Finding A Practitioner

Cindi:

How do I find a practitioner who can help? Well, you right (laughing)?

 

Dr. Watson:

If you are looking for alternative methods, there are some really great organizations that certify individuals. I was trained through the Institute of Functional Medicine, which probably many of your audience has heard of Dr. Mark Hyman and the Cleveland Clinic. Dr. Hyman is one of the teachers at IFM. www.ifm.org is a great place to look for a practitioner and that way you know that you’re getting someone who is certified. There is a really big test that we have to take, so you can make sure that individuals have all graduated with a certain basic skill set.

 

Cindi:

So much great information! Thank you so much!

Dr. Polly Watson is a board certified OBGYN who has been refining her practice of women’s medicine for almost 20 years. In 2007, she chose to focus solely on gynecology. Early in her career, she found that many women felt underserved in busy OBGYN practices which focused on delivering babies.
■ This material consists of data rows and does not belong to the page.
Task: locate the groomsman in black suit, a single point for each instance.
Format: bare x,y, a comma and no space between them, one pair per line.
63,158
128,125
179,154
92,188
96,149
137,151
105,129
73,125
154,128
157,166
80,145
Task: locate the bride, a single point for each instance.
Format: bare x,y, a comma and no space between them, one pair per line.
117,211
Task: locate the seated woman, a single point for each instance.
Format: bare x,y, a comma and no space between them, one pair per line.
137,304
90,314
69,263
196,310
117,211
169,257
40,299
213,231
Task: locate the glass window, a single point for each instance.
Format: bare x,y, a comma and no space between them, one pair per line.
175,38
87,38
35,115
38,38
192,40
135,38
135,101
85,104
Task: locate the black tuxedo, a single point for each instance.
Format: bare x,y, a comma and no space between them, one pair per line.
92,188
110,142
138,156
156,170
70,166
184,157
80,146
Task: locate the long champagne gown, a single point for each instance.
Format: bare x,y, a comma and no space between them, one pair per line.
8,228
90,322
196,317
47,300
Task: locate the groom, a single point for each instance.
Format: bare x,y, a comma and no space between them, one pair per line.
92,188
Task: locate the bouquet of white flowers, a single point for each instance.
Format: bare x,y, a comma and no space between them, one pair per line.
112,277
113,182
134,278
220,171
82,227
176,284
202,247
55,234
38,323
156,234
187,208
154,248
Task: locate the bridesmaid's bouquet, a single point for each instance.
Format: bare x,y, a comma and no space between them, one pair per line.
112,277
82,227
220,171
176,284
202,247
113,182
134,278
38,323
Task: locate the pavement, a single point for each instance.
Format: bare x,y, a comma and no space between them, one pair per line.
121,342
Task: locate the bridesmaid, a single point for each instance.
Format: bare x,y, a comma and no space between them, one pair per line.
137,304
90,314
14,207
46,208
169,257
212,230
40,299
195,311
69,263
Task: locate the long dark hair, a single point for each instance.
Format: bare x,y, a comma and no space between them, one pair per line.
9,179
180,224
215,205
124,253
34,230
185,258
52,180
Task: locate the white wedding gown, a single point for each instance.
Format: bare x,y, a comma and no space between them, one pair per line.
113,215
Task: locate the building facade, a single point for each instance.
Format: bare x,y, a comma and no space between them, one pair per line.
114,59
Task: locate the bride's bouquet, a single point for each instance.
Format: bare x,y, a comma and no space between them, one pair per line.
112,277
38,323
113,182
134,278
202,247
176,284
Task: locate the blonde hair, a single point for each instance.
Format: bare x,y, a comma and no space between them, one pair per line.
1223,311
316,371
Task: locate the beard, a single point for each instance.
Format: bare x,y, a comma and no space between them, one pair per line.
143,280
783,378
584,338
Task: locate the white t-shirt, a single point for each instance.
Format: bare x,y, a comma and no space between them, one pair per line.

Seeking to serve these women better, she concentrated her practice on menopausal medicine and became a North American Menopause Society Certified Practitioner in 2009. She sought to broaden her skills and attended training from International Society for the Study of Women’s Sexual Health in 2011. Dr. Watson completed the Institute for Functional Medicine Certificate Program (IFMCP) in 2019. She is one of about 1000 providers in the US who has obtained this certification.